I was initially slated to discuss the outlook for wound care in 2020, but the emergence of a new threat known as coronavirus has caused me to rethink my topic. This past December, in Wuhan, China, an outbreak was initially reported: now, cases have been confirmed on six continents and in more than 100 countries.
Although the disease, known as COVID-19, is mild in most cases, the elderly and those with underlying comorbid conditions can have severe complications. The death rate is about 1.4% overall, however higher rates are noted in the elderly. In many cases, those are our wound care patients! Having officially graduated from epidemic status to a pandemic, it is of the utmost urgency that we begin to organise and prepare as our wound care patients become exposed.
In the USA, the majority of wound care clinics are located within hospital campus grounds. The government and local public health departments have begun to urge, and at times regulate, that all “non-essential” care be treated remotely or in offices away from the hospital. These are the times when the absence of a formal specialty status truly hurts our patients and the field of wound care.
The impact of non-healing wounds has a profound impact, not only on the quality of our patients’ lives, but on the overall healthcare system.
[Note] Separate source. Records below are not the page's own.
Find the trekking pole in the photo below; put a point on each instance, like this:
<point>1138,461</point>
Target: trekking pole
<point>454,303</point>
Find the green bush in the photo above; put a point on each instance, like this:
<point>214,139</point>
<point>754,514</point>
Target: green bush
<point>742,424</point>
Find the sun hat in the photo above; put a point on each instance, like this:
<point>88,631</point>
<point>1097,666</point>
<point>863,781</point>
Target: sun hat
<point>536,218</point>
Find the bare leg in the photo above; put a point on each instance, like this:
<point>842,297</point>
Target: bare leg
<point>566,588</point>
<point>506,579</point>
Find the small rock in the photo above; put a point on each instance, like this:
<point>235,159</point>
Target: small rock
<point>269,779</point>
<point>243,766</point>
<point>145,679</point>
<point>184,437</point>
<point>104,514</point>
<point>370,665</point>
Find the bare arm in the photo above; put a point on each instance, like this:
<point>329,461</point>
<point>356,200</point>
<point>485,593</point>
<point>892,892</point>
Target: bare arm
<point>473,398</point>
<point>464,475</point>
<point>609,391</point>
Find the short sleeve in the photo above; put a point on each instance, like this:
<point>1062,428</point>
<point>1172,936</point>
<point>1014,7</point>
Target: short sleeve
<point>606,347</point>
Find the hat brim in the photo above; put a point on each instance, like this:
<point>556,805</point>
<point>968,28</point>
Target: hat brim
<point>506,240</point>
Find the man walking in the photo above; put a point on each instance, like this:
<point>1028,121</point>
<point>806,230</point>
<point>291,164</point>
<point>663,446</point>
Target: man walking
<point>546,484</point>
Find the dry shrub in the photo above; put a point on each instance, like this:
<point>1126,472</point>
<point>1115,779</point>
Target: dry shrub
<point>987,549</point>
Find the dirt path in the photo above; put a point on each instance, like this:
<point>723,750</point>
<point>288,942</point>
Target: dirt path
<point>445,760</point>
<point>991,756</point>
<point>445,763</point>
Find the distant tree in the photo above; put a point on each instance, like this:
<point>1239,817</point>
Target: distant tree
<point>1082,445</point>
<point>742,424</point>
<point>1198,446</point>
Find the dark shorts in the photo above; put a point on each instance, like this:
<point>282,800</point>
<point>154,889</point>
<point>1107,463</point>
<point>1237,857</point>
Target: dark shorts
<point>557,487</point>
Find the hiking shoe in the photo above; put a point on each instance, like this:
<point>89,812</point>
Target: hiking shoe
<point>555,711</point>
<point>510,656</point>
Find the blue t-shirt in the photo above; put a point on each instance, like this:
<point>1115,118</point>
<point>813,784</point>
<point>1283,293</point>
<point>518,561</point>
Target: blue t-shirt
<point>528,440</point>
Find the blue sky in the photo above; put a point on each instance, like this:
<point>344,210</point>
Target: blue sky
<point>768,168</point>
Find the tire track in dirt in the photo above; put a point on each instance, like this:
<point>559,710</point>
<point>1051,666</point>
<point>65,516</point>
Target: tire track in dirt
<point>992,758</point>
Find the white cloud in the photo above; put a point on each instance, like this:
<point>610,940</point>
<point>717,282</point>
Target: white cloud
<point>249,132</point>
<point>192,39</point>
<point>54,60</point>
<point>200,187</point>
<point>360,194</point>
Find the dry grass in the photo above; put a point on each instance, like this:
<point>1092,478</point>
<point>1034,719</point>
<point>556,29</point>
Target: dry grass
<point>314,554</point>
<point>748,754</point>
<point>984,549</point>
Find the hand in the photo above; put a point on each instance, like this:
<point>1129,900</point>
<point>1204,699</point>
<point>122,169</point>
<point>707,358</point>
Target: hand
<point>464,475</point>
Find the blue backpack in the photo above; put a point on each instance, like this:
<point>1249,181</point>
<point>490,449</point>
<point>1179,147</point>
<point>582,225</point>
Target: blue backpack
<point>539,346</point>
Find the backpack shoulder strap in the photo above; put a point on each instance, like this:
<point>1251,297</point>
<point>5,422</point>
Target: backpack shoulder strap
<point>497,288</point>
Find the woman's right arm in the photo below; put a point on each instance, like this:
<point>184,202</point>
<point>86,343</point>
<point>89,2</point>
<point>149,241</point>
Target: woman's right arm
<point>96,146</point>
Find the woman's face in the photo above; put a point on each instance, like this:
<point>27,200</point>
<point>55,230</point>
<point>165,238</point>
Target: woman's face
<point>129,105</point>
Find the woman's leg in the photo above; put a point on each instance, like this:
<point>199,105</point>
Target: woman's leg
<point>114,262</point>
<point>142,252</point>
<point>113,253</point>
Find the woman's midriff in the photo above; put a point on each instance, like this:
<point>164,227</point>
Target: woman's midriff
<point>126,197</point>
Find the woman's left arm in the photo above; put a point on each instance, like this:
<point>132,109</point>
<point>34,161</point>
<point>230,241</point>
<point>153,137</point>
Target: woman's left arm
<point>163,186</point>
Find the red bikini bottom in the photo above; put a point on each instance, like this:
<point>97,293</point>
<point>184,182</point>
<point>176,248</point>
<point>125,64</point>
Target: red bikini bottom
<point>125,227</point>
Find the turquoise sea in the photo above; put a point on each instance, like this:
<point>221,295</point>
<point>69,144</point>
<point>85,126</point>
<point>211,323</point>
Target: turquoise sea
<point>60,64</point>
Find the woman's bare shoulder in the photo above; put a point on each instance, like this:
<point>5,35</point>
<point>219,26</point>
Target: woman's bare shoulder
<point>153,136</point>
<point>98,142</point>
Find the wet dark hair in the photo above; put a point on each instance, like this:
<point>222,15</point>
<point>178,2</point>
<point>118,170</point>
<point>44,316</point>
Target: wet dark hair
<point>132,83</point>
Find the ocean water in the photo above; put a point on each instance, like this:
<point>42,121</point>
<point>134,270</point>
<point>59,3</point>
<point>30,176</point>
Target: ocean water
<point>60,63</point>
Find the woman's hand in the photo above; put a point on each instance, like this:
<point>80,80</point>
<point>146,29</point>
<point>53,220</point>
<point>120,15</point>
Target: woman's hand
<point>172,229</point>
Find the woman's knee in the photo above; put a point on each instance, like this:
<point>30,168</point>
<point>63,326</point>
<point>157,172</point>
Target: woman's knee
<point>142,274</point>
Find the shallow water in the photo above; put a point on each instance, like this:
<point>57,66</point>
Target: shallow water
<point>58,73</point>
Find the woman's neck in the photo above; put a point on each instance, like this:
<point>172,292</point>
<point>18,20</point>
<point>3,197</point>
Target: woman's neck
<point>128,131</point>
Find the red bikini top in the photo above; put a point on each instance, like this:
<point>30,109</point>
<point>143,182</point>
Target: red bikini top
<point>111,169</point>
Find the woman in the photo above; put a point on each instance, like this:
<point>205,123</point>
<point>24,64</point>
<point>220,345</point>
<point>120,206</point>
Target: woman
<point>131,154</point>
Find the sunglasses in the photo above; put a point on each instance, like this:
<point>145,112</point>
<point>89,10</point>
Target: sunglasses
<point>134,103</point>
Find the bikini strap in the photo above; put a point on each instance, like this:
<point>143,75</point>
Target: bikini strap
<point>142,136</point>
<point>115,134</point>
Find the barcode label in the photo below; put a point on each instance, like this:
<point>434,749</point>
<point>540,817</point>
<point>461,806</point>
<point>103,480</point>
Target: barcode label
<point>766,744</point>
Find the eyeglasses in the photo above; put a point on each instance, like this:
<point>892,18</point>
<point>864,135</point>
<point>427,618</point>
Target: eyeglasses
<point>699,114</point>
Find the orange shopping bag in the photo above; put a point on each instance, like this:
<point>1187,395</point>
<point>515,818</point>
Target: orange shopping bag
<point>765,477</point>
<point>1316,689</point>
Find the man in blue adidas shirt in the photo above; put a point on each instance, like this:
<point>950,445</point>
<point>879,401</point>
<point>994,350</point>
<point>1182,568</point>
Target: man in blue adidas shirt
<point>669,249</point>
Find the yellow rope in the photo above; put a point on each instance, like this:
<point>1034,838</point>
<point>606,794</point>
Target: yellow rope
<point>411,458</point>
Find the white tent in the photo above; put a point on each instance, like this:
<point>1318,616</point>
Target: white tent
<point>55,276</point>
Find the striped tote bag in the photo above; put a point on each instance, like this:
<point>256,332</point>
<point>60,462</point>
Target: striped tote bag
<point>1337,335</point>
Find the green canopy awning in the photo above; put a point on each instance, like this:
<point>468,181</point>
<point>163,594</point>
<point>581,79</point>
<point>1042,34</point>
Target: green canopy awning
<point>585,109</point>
Here are a few facts:
- There are 6.7 million patients with non-healing wounds
- Approximately one in four patients with wounds receive care
- Patients treated with a visit cadence of once per week have higher healing rates
- Patients with wounds that do not receive care at a wound clinic are 20 times more likely to end up as an inpatient (2% if wound healed vs. 40% if not)
- Hospitals that effectively discharge wound patients to wound clinics have 25% lower 30-day readmission rates
- Patients with effective wound care from high-performing clinics use 30% less acute care services
(Note: These are patients who are discharged home, which accounts for 40% of the patients; this is based off Healogics national data and Centers for Medicare & Medicaid Services public files.)
Staggered scheduling, restrictions of visitors, pre-visit phone calls for triaging, and the use of machine learning algorithms that help us stratify those patients at the highest risk—of hospitalisation, emergency visits, and non-healing—will be used to assist the provider in making these critical decisions. In addition, a more liberal adoption of telemedical support tools will become a more important resource in our arsenal of treatment options.
How we staff, manage, clean, and direct patient flow will be changed from here on. Clinical efficiency will become another “vital sign” measurement for grading the quality and effectiveness of our wound clinics. Healing rates will be matched with total cost of care, and the overall medical condition of our patients.
In every crisis, tragedy, or natural disaster, there are many sad new realities that emerge. Equally, times of crisis yield times of accelerated innovation. We are all aware that our current clinic infrastructures are not patient-centric, and that we could do more to improve the patient experience, along with their clinical outcomes. If we band together and collectively improve the care we deliver, my original story of the future of wound care in 2020 will be a bright one indeed.